DIPTERA (Order of insects) = Flies
An immense Order with nearly 7000 species. These are the true flies with only two wings (rather than 4). The many different types include:-
(Nematocera), which mostly have long antennae composed of many segments and long legs. Examples are craneflies, gnats, mosquitoes and midges. Britain has over 2,600 species.
It's amazing: The phantom midge larva is the ultimate invisible killer-submarine. It is transparent and uses air bumbles in its body as buoyancy chambers; and it has huge 'monster from the deep jaws' to catch water fleas.
SOLDIERFLIES and ALLIES.
A loosely related group of families, including robberflies, bees-flies and horseflies. Britain has about 160 species.
It's amazing: Three species are parasites of spiders, a pretty unlikely occupation for a fly!

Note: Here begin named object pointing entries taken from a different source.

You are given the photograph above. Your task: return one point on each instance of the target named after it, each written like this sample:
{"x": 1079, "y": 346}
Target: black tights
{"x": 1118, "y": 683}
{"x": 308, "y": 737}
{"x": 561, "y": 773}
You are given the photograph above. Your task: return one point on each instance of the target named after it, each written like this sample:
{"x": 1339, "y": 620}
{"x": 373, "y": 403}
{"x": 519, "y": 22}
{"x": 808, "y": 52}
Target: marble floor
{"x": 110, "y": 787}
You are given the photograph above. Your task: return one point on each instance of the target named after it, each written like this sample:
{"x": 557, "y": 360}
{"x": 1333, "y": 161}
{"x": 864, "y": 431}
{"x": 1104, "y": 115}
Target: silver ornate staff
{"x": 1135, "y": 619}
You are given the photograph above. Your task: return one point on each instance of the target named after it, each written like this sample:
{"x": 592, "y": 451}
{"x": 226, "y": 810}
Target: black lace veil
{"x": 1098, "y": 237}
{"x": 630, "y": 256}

Most of them hover and most of them are attractive when sitting at flowers. A lot of them are the gardener’s friends since the larvae eat greenfly and other aphids. They are widely accepted as colourful 'nice flies'. Britain has about 270 species.
It's amazing. Some are such good mimics of bees and wasps that it is hard to tell the difference.
One of the fascinating things that flies do is to mine through between the outer layers of leaves to produce various shapes of narrow tunnels or hollowed out patches. It is of course the larvae that do the mining, and the many different species have their favoured plants. Some species mine in stems, even in bark or wood. The main family doing this is the Agromyzidae, but various other flies do the same. Fly mines tend to have relatively little frass (pellets of dung) compared with other leaf-mining insects such as micro-moths, tiny sawflies and tiny beetles.
It's amazing Intricate works of art produced by tiny flies, and the artist can often be identified without even seeing the fly.
Many flies may look rather drab, but these have pretty markings on the wings, and the body is also often patterned. The name is often applied to the family Tephritidae whose larvae live in plant stems, flowers and leaves but there are distinctive species in various other families as well. Britain has about 73 species of Tephritidae, and many picture-winged species in other families.
It's amazing: Picture-winged flies may often be seen waving their wings, males challenging each other for territory or trying to impress females.
This may sound bizarre, but there are flies which specialise in killing snails and slugs, at least that is what the larvae do for food. Snails are vulnerable on land and the edges of water. Many of these flies have distinctive wing markings. Britain has about 67 species.
It's amazing: The fly larva does not immediately kill a snail, which would rot fast, but feeds gradually on a living snail for as long as possible before consuming the vital organs. Sounds horrid, but its part of nature's check on being overwhelmed by snails.
ADVANCED PARASITIC FLIES
In evolutionary terms, the most advanced flies are nearly all parasites. The adult flies are often very alert and 'aware' in a fashion which makes their more primitive cousins seem relatively dim-witted. These include the family Tachinidae, which resemble extra-bristly house flies; these are parasites of moth caterpillars and various other invertebrates. Britain has about 250 species of Tachinidae.
It's amazing:- Some Tachinidae lay eggs are so small and tough, that when laid on leaves, they can be ingested without damage by a leaf-munching caterpillar.